Hoe werkt een vulling?
De plaatsen waar gaatjes het eerst ontstaan, zijn de groeven in de kiezen en waar tanden en kiezen tegen elkaar aan staan. Voordat een vulling gemaakt kan worden, moet altijd eerst het aangetaste tandweefsel worden verwijderd. Het reinigen van een gaatje wordt door patiënten ook wel “boren” genoemd. Tandartsen spreken liever over “prepareren”. Eerst wordt het glazuur doorboord om toegang te geven tot het zachter dentine. De tandarts gebruikt daarvoor een snel draaiend diamantsteentje. Wanneer voldoende toegang is gemaakt, wordt het onderliggende zacht geworden dentine verwijderd. Dit gebeurt met een langzamer draaiend rond staalboortje. Het dentine wordt verwijderd, totdat de overgang van glazuur naar dentine schoon is. De meeste mensen associëren het prepareren met een vervelend geluid en met pijn. Door de voortschrijdende techniek zijn defturbines in de loop der jaren een stuk stiller geworden. De pijn kan vermeden worden door het gebruik van verdoving. De tandarts zal meestal ingaan op het verzoek van een patiënt om verdoving te geven.

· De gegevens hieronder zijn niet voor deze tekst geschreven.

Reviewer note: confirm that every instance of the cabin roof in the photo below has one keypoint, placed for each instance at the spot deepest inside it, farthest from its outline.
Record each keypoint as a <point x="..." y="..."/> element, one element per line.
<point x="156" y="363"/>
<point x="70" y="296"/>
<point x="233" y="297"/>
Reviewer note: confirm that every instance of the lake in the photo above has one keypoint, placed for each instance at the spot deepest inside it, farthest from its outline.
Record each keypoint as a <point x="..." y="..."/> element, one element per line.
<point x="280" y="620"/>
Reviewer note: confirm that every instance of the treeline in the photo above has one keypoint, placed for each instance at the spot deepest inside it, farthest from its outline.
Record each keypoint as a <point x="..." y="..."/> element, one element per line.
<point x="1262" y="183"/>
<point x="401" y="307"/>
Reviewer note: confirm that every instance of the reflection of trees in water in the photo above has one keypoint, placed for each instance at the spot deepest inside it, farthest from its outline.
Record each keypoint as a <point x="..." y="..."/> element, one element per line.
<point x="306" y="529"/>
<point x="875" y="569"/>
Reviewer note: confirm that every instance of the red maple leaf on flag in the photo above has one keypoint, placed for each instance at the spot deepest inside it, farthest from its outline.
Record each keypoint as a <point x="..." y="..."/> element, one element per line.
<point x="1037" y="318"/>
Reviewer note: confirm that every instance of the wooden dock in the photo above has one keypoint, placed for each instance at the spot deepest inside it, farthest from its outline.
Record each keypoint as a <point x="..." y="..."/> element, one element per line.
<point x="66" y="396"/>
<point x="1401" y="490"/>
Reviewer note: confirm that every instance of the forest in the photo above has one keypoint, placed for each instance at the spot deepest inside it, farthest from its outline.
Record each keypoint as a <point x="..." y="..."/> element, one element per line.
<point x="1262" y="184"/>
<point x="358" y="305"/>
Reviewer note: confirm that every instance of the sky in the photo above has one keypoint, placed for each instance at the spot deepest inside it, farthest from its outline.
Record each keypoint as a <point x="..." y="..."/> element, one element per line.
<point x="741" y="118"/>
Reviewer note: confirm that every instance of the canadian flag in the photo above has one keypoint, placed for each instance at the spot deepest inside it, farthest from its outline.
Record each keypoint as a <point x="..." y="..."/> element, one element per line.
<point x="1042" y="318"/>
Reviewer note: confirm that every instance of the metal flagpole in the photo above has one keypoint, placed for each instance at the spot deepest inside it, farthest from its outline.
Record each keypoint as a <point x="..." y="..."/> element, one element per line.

Composietvulling in de tanden
Wanneer er een vulling gemaakt moet worden, zal de tandarts altijd kiezen voor een tandkleurig vulmateriaal. Het meest toegepaste materiaal is het composiet, een kunststofvulling, waarin gemalen glas- of kwartsdeeltjes zijn verwerkt. Composiet wordt altijd verwerkt in combinatie met de “etstechniek”, waarbij de tand eerst voorbewerkt wordt met fosforzuurhoudende gel. Deze techniek heeft als voordeel, dat de composietvulling een betere hechting krijgt aan de tand, daardoor beter aansluit en bijna onzichtbaar wordt. Na het uitharden worden de vullingen afgewerkt en gepolijst.